Negotiations in “three capitals” as the United Nations warns of unprecedented needs as the crisis escalates

Al-Yurae- (Local papers)As the escalating fighting in Sudan moves into its seventh month, the United Nations has warned that Sudan faces one of the fastest-growing crises with unprecedented needs.

The Deputy Representative of the Secretary-General for the Sudan and Resident Humanitarian Coordinator for Sudan, Clementine Nkweta Salami, called on all parties to cease hostilities, commit to a permanent cessation of hostilities and abide by their obligations under international humanitarian and human rights law to protect civilians.
She stressed the need to enable safe humanitarian access to those in need, stressing that “the longer this fighting lasts, the more devastating its impact becomes.” Negotiations between the Sudanese army and the Rapid Support Forces are expected to resume on Thursday in the port city of Jeddah with US-Saudi mediation after being suspended last July, while preparatory meetings continue for the General Conference of Civil Forces in the Ethiopian capital Addis Ababa, which aims to form a broad civil front to stop the war and restore civil transition in the country.
And the sessions of the second day of the meeting, which enjoys wide participation of the components of Freedom and Change, the Revolutionary Front and a number of resistance committees.

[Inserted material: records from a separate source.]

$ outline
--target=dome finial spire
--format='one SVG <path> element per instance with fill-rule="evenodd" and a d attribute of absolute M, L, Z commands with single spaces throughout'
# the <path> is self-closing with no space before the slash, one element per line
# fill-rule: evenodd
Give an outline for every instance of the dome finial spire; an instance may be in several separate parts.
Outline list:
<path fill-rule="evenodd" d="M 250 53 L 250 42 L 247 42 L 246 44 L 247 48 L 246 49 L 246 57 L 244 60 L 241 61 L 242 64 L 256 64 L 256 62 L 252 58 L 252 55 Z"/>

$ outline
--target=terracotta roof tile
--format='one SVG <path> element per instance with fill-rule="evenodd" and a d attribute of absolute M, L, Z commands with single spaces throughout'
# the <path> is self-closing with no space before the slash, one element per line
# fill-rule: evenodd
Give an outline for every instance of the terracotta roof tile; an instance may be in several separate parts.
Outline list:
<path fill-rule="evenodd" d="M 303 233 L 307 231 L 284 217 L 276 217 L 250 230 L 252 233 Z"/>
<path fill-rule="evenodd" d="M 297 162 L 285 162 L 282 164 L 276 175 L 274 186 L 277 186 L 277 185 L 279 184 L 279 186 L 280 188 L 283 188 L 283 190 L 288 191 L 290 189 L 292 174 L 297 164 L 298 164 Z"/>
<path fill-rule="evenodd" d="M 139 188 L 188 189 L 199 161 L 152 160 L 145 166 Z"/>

During his address to the meetings, the head of the Umma Party-designate, Fadlallah Barma, called for stopping the war, which he described as “absurd”, which claimed thousands of dead and wounded innocent civilians, displaced millions internally and externally, and continued to terrorize and intimidate citizens and deprive them of security, shelter and food, and destroyed vital facilities by targeting hospitals, infrastructure and services such as electricity, water and school supplies.
He warned that more than twenty million Sudanese were threatened with famine. While the capital, Khartoum, faces systematic destruction of services, artillery and air strikes have destroyed neighborhoods and strategic facilities, and fighters have deployed inside residential neighborhoods, who he said are looting and seizing citizens’ property as spoils of war, expelling residents from their homes, and spreading to Darfur, Kordofan and other areas.
This war has negatively affected the regional order and neighboring countries and has strengthened human trafficking and migrations, he said, noting that it constitutes an incubator for terrorist groups in light of national insecurity and opens points of contact between the centers of terrorist groups in the countries of the Sahel and the Horn of Africa.

He said that the forces gathered in Addis Ababa, which seek to build a civil front to stop the war and restore democracy, realize that the aim of this war is the militarization of life in Sudan and the revenge of the former regime against the forces of the revolution and its quest to eliminate the roots of civil life and democratic civilian rule.
He stressed that civil forces will make this war an opportunity to re-establish the state and build a state of citizenship that accommodates all, and works to achieve regional and global peace.
He also welcomed the international and regional initiatives to stop the war in Sudan, especially the call made by the facilitators at the Jeddah platform to resume talks starting on Thursday, calling on the parties to seize the opportunity and immediately stop hostilities and facilitate the flow of humanitarian aid to those affected, calling for joint work between all initiatives to find a mechanism that makes all these efforts pour into a unified platform to end the war in Sudan.

The South Sudanese capital is also witnessing the meetings of the signatories to the Juba Peace Agreement 2020, which began on Tuesday, and aims to unify the positions of the movements that, despite declaring neutrality in the face of the battles between the army and the Rapid Support Forces, face polarization and sharp divisions, while some of their components sided with the parties to the conflict.
Since the outbreak of the Sudanese war in mid-April, at least 9,000 Sudanese have been killed, according to United Nations statistics, while more than 5 million have been displaced by escalating battles between the army and the Rapid Support Forces inside cities.